Ma niente e nessuno c’è mai riuscito a farmi abbandonare i miei “luoghi” prediletti, lo stadio e la redazione del giornale, la macchina da scrivere e i miei block notes, i miei pomeriggi in curva Nord tra gli ultras e, nelle trasferte, i pullman traboccanti di passione rosanero, tra bandiere al vento e nel vortice di cori e inni per la vittoria, che sono belli perché sono semplici, ingenui, infantili. Com’è sempre l’amore, quand’è totale, puro, incontaminato.
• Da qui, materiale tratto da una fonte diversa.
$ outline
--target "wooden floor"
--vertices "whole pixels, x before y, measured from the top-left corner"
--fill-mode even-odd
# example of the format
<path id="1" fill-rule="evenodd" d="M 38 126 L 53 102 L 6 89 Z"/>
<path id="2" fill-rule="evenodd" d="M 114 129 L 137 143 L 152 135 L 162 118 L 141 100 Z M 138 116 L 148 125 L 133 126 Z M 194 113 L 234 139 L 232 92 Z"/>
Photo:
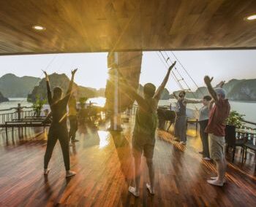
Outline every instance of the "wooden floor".
<path id="1" fill-rule="evenodd" d="M 80 128 L 80 141 L 70 147 L 71 168 L 78 174 L 65 179 L 60 145 L 50 162 L 50 171 L 42 175 L 46 140 L 40 130 L 24 137 L 16 131 L 13 139 L 0 135 L 0 206 L 256 206 L 255 155 L 241 164 L 238 151 L 234 164 L 228 164 L 227 184 L 214 187 L 206 179 L 216 172 L 214 165 L 202 160 L 200 141 L 189 130 L 187 147 L 172 136 L 157 132 L 154 162 L 156 195 L 146 188 L 148 181 L 143 160 L 140 196 L 128 192 L 132 184 L 131 127 L 121 133 Z"/>

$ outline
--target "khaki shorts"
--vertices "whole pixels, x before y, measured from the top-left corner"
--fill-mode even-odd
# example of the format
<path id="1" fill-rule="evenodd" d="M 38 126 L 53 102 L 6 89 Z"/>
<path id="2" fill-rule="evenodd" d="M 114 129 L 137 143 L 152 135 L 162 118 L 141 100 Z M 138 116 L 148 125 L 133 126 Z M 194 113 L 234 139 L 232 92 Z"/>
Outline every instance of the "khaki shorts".
<path id="1" fill-rule="evenodd" d="M 225 137 L 209 133 L 210 157 L 214 160 L 219 160 L 225 157 Z"/>
<path id="2" fill-rule="evenodd" d="M 154 155 L 154 144 L 156 142 L 154 136 L 145 134 L 134 134 L 132 136 L 133 155 L 143 155 L 147 159 L 152 159 Z"/>

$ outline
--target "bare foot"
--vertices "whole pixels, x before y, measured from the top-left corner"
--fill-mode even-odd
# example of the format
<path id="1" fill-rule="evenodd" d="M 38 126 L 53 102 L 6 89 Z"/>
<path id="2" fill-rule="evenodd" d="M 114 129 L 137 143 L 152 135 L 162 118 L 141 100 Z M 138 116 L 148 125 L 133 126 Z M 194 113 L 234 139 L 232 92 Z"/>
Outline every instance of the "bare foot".
<path id="1" fill-rule="evenodd" d="M 211 180 L 217 180 L 218 179 L 218 177 L 211 177 Z M 226 183 L 227 182 L 227 180 L 225 178 L 223 179 L 223 184 Z"/>

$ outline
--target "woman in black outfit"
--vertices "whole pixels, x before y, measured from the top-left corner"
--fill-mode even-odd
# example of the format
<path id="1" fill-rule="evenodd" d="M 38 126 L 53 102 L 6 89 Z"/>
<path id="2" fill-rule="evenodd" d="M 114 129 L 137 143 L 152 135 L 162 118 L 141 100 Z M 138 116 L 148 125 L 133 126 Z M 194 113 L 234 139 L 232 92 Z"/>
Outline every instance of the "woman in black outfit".
<path id="1" fill-rule="evenodd" d="M 78 69 L 75 69 L 71 72 L 71 81 L 66 95 L 64 98 L 62 98 L 62 90 L 59 87 L 53 89 L 53 95 L 52 96 L 49 78 L 47 73 L 44 71 L 45 74 L 48 99 L 51 110 L 50 115 L 53 119 L 53 122 L 49 129 L 46 152 L 45 155 L 45 175 L 47 175 L 49 172 L 49 169 L 48 168 L 48 163 L 58 139 L 61 147 L 66 168 L 66 177 L 70 177 L 75 175 L 75 173 L 70 171 L 69 169 L 69 136 L 67 127 L 67 106 L 71 95 L 74 76 L 77 70 Z"/>

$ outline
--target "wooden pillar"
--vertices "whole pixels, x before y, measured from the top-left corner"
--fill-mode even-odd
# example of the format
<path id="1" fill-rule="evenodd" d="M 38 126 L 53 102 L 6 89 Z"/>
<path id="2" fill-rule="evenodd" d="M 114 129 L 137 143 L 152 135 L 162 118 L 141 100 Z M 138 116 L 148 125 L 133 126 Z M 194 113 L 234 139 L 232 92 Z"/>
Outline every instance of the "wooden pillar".
<path id="1" fill-rule="evenodd" d="M 120 93 L 119 93 L 119 78 L 118 78 L 118 53 L 117 52 L 110 54 L 108 58 L 109 63 L 109 81 L 113 86 L 112 104 L 110 104 L 110 126 L 109 130 L 120 131 L 122 130 L 120 112 Z M 112 109 L 111 109 L 112 108 Z"/>

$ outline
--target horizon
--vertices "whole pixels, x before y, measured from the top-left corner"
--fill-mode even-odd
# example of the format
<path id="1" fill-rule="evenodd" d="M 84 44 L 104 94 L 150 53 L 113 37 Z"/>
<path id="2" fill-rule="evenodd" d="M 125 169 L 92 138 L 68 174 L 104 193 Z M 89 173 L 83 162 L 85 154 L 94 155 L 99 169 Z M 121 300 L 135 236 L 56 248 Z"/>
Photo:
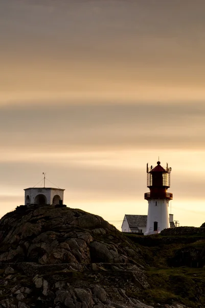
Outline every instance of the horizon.
<path id="1" fill-rule="evenodd" d="M 67 206 L 110 222 L 147 215 L 146 164 L 159 157 L 174 220 L 204 222 L 204 9 L 0 0 L 1 217 L 42 172 Z"/>

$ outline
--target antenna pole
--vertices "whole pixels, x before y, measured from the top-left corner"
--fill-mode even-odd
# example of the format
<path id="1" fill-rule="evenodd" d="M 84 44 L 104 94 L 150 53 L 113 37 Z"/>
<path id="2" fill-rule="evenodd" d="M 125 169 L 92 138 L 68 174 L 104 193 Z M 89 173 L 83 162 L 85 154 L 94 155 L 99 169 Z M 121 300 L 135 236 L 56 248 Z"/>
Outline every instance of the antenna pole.
<path id="1" fill-rule="evenodd" d="M 43 172 L 43 175 L 44 175 L 44 177 L 43 177 L 43 183 L 44 183 L 44 188 L 45 188 L 45 175 L 46 173 L 45 173 L 44 172 Z"/>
Ho sofferto per anni, giorno dopo giorno, il fatto di dover trattar di codici, leggi e cavilli giuridici, dei quali non me ne importava un fico secco; avvilirmi di continuo per capire le perfide sottigliezze giuridiche di certe imperscrutabili (almeno per me) sentenze di Cassazione, in virtù delle quali ad aver ragione non era mai quello che pensavo io. E, magari, lo difendevo in giudizio. Raccogliendo, alla fine, solo delusioni e, quel ch’è peggio, il sorriso di scherno del cliente. “Avvocato, a causa pirdiemmu!”. E finiva sempre allo stesso modo: che se andava senza pagare. E senza che io avessi mai il coraggio di richiamarlo all’ordine, ovvero al suo dovere, che era quello di saldare gli onorari all’avvocato.

Eppure, di un lavoro così, io ci ho campato per la vita, fino alla pensione, senza mai sottrarmi al supplizio, neanche un solo giorno: avevo una famiglia da mantenere e, per natura ed educazione, ho il senso del dovere e sono abituato ad assumermi sempre le mie responsabilità. E quelle derivanti da moglie e figlia erano – e sono – primarie: quando c’è stato da scegliere tra loro o la mia passione per stadi e articoli, non ho mai esitato a fare un passo indietro. Io mi voglio bene, come tutti gli esseri umani se ne vogliono; sono egoista quanto basta, come capita un po’ a tutti; cedo alla vanità come tutti, non rinuncerei mai al piacere che mi dà un complimento, una cordiale stretta di mano, dopo un mio articolo ben scritto, ma se mi si pone il dilemma: tu e il tuo lavoro amato fin quasi alla follia oppure la serenità della tua famiglia, continuo a non avere esitazioni e scelgo quest’ultima.

Per tutto questo e altro ancora, il Primo Maggio per me non è mai stato, né mai lo sarà, la festa forse più bella e condivisa da tutta la gente del mondo.